Poor, middle class hit harder on taxes, study finds
A study released today by the Institute on Taxation and Economic Policy finds that, "by an overwhelming margin, most states tax their middle- and low-income families far more heavily than the wealthy."
"The harsh reality is that most states require their poor and middle-income taxpayers to pay the most taxes as a share of income," said Matthew Gardner, lead author of Who Pays? A Distributional Analysis of the Tax Systems in All 50 States.
The study contains fact sheets for each state.

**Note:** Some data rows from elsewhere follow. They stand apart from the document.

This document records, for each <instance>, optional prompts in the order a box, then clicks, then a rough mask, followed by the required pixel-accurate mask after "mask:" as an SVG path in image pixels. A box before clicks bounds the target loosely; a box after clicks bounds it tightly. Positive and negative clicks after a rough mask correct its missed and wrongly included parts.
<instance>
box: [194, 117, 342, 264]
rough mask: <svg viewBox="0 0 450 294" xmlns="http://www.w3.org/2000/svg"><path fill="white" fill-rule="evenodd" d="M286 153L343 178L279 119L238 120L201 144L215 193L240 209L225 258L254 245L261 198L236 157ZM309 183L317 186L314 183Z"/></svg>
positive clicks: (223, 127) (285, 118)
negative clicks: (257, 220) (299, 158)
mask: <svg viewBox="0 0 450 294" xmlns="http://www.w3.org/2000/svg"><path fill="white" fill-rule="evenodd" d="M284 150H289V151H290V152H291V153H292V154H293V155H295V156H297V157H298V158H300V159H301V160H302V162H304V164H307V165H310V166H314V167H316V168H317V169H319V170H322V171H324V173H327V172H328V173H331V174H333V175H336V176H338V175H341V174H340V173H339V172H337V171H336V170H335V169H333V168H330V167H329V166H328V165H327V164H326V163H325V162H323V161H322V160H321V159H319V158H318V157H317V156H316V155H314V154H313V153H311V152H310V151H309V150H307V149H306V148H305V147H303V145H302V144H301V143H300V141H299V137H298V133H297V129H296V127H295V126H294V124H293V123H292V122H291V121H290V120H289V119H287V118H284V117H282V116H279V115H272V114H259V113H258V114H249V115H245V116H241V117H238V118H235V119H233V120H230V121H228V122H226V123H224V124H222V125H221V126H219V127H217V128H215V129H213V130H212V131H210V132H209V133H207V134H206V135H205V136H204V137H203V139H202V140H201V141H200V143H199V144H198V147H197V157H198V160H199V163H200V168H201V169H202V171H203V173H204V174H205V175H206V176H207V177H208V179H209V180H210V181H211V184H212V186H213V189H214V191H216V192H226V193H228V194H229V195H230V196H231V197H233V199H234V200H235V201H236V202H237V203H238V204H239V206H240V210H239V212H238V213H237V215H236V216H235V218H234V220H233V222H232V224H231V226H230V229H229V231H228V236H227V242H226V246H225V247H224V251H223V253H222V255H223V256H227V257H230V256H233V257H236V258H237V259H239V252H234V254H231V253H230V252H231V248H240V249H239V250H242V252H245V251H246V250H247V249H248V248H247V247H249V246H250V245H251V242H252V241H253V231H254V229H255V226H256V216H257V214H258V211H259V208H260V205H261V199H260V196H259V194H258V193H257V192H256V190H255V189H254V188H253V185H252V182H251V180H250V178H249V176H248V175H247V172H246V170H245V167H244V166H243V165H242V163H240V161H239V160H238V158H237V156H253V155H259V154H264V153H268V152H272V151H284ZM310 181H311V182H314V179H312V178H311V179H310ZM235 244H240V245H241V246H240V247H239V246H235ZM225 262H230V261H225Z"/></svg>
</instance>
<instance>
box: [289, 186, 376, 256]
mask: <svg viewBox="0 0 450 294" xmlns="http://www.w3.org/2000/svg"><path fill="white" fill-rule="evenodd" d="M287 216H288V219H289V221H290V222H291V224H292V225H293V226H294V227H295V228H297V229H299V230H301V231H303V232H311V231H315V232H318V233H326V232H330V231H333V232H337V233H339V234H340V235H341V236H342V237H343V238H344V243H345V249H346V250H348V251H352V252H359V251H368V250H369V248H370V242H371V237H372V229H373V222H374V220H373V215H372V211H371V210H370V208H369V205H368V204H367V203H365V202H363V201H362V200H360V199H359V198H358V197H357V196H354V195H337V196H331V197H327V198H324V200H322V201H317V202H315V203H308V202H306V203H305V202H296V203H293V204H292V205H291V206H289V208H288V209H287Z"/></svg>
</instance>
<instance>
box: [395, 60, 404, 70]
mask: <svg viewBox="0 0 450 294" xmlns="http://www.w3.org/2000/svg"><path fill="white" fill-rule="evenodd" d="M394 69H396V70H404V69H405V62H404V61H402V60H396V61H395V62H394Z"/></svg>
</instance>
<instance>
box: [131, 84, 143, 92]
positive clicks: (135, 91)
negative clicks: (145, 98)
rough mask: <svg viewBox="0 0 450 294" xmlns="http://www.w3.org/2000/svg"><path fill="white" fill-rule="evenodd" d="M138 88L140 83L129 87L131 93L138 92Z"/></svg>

For Colorado, the study found:
• Colorado families earning less than $20,000 per year paid 9% of their income in state and local taxes.
• Middle-income families making $39,000 to $59,000 paid 8.5% of their income in state and local taxes.
• For wealthy Coloradans, the portion paid in state and local taxes drops as income grows:
$99,000 to $209,000 – 7.3 percent of income
$209,001 to $557,000 – 6.2 percent of income
$557,001 and up – 5.3 percent of income
"Fairness is in the eye of the beholder," said Gardner. "But virtually anyone would agree that this upside-down approach to state and local taxes is astonishingly inequitable."
“In the coming months, many states’ lawmakers will convene to deal with fiscal shortfalls even worse than those they faced last year,” Gardner said. “Lawmakers may choose to close these budget gaps in the same way that they have done all too often in the past – through regressive tax hikes. Or they may decide instead to ask wealthier families to pay tax rates more commensurate with their incomes. In either case, the path that states choose in the upcoming year will have a major impact on the well-being of their citizens – and on the fairness of state and local taxes.”